Over the last few years street-level mobile mapping and reality capturing has quietly become one of the most important geospatial mapping technologies. There are already hundreds of mapping vehicles collecting vast amounts of geospatial data. But what we see today is only the start, believes Stephan Nebiker from the University of Applied Sciences and Arts Northwestern Switzerland (FHNW).
In the future, accurate and dense 3D representations of the urban environment along traffic corridors and within buildings will be captured and created fully automatically and upated regularly if not in real-time. These digital realities will serve a multitude of purposes, including infastructure management, urban planning, automated change monitoring and as base maps for autonomous driving. But where do we stand now and how will we get there?

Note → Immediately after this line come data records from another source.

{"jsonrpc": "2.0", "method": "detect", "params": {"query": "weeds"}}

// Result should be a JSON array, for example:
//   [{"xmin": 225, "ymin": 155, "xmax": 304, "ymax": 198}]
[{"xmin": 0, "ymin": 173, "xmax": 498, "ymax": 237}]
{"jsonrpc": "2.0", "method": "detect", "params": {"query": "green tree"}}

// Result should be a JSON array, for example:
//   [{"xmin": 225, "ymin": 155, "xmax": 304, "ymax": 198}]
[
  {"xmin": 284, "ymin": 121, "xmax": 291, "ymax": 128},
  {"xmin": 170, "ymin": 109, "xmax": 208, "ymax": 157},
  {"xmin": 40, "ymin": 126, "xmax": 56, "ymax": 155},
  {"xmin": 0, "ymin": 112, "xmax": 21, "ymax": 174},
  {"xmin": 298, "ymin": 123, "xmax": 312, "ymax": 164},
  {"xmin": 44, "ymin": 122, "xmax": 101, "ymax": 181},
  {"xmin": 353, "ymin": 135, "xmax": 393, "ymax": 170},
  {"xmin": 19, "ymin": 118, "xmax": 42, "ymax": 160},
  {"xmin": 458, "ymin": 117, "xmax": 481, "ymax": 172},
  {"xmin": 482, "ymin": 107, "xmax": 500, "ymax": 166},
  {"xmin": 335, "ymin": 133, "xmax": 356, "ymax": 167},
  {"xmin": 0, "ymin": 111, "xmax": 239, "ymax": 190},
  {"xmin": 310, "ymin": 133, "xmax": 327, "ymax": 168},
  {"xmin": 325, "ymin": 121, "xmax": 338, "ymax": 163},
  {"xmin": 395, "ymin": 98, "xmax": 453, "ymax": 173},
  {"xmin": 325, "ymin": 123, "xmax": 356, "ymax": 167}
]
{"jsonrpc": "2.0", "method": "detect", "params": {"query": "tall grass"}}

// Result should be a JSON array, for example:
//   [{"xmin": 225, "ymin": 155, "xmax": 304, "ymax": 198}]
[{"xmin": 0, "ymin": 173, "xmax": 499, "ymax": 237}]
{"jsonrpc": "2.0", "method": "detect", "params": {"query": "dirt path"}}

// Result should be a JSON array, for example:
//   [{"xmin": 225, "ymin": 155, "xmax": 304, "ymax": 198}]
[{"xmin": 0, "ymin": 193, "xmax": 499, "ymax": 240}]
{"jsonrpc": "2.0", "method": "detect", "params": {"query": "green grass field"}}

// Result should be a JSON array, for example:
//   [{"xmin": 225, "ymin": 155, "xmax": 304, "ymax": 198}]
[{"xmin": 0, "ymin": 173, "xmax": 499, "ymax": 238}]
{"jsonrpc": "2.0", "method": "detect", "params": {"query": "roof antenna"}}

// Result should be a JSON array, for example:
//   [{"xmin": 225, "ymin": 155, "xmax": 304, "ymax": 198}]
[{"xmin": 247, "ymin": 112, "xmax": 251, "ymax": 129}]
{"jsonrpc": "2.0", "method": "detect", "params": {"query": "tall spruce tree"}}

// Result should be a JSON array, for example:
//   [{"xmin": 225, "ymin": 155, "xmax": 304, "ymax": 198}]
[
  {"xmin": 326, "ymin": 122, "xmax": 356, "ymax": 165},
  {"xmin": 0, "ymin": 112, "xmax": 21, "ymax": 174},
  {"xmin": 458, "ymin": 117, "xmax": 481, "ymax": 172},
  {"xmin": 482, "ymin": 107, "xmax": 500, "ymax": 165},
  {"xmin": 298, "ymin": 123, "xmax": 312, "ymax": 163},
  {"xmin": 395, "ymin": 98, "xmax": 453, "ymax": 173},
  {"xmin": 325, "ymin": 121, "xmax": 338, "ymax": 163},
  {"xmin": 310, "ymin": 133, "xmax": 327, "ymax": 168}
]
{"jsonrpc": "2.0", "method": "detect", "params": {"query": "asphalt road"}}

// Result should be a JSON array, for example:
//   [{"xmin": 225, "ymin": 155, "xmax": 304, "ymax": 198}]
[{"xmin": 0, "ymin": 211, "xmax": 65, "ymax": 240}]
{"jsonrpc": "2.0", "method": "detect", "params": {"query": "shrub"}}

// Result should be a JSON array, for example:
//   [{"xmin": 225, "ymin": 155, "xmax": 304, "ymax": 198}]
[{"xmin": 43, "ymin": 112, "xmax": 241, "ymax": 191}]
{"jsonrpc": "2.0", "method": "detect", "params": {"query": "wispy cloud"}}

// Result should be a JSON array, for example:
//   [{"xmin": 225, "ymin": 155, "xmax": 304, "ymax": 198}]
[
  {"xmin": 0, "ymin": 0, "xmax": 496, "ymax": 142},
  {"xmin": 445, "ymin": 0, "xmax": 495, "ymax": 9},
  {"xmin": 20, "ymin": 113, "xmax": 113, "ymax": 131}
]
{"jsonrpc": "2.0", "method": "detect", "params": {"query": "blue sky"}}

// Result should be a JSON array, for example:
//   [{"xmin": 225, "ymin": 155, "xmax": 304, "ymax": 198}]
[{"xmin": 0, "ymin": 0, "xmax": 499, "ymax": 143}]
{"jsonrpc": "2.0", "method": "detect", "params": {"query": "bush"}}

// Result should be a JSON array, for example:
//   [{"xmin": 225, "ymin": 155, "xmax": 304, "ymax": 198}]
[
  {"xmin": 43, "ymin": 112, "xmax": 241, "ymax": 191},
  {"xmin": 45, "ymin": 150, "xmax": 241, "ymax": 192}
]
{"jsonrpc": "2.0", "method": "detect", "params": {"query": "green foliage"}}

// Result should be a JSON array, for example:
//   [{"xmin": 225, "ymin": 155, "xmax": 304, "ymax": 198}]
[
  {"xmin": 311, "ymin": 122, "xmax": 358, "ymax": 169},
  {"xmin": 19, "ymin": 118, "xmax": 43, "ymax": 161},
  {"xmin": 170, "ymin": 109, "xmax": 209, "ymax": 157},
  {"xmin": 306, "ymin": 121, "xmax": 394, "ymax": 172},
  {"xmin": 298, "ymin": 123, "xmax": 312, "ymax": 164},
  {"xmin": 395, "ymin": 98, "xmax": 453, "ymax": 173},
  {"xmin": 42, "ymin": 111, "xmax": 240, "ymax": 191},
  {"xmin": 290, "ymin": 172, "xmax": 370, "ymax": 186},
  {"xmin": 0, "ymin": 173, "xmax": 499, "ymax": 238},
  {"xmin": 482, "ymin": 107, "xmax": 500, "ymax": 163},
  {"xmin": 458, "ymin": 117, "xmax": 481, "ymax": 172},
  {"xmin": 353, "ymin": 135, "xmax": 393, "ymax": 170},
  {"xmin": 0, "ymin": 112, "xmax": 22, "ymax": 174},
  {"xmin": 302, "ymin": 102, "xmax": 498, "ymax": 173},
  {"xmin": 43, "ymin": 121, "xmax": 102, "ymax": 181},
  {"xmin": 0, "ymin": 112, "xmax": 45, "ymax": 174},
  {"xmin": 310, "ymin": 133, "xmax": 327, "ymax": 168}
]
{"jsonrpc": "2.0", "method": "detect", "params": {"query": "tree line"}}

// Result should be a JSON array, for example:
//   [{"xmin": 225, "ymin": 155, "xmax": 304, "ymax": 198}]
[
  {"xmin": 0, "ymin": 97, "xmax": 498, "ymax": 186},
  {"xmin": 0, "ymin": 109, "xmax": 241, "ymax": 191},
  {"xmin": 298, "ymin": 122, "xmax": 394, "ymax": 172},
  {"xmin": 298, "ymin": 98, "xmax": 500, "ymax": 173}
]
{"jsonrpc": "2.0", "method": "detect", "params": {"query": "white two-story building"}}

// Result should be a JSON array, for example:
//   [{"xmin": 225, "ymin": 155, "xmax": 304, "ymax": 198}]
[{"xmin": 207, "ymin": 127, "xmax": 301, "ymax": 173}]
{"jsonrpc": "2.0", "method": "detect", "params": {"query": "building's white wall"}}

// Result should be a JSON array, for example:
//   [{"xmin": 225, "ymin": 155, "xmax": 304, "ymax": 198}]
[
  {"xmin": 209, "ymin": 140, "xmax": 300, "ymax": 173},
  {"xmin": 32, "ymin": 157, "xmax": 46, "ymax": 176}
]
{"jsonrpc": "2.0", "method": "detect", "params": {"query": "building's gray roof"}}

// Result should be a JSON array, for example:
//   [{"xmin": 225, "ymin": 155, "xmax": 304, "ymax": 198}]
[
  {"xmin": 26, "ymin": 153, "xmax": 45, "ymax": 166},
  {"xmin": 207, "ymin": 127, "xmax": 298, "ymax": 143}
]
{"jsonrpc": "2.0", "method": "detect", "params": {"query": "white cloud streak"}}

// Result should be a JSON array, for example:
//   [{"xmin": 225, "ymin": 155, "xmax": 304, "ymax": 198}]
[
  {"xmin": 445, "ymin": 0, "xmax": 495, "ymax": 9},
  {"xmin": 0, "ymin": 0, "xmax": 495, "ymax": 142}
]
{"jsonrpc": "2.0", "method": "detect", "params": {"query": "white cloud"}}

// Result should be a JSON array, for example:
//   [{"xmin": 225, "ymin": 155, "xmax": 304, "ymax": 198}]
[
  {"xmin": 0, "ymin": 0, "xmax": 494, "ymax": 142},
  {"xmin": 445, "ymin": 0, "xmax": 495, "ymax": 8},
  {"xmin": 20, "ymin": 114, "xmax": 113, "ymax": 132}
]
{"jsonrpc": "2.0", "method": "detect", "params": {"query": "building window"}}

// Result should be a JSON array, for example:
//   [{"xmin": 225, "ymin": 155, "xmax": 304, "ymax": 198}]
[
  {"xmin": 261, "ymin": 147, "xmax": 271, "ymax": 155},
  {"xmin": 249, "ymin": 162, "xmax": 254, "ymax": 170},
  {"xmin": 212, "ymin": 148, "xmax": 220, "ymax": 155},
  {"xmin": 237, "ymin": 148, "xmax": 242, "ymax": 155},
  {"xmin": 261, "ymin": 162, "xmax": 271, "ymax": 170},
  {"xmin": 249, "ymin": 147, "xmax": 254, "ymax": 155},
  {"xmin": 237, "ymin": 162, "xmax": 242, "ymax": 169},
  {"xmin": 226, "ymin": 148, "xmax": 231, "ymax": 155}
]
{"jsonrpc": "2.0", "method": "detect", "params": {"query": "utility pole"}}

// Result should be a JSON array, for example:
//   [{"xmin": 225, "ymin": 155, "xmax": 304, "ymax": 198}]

Over the last four years, the focus of ISPRS's scientific activitities included the improvement of direct and integrated georeferencing, the automated co-registration of terrestrial and airborne data and automated object detection. There were also numerous contributions researching the use of new low-cost 3D sensors, such as Microsoft's Kinect or Google Tango. We have also seen the emancipation of image-based 3D mobile mapping with Lidar-based systems – also due to the succesful adaption of SGM-based image matching methods to ground-based applications. Last but not least, we are witnessing a transition from mobile mapping products to cloud-based 3D services. This is the result of tremendous progress in cloud-based computing and data storage.
In the near future I expect great advances in integrated and image-based georeferencing by further adapting Lidar and Visual SLAM concepts from robotics and computer vision to high-end mapping tasks. This will enable the use of small, light-weight and inexpensive devices for mobile 3D data capture and for easily updating existing digital 3D realities. These low-cost devices will become particularly valuable in building information modelling (BIM) and facility management. A further democratisation and explosion of mobile 3D geospatial data collection can be expected from the various geosensors in future autonomous vehicles. The input from these sensors could be used for continuous and automated updates of the underlying digital 3D realities. However, there a number of challenges to be overcome. A key requirement will be to siginficantly improve 3D scene understanding in order to distinguish 'slow' changes in highly complex urban environments from the countless rapid changes. Better 3D scene understanding will also be crucial to the automated creation and updating of semantically rich urban and indoor models. In short, mobile mapping and digital realities offer great opportunities for the ISPRS and its members.
Stephan Nebiker, FHNW University of Applied Sciences and Arts Northwestern Switzerland.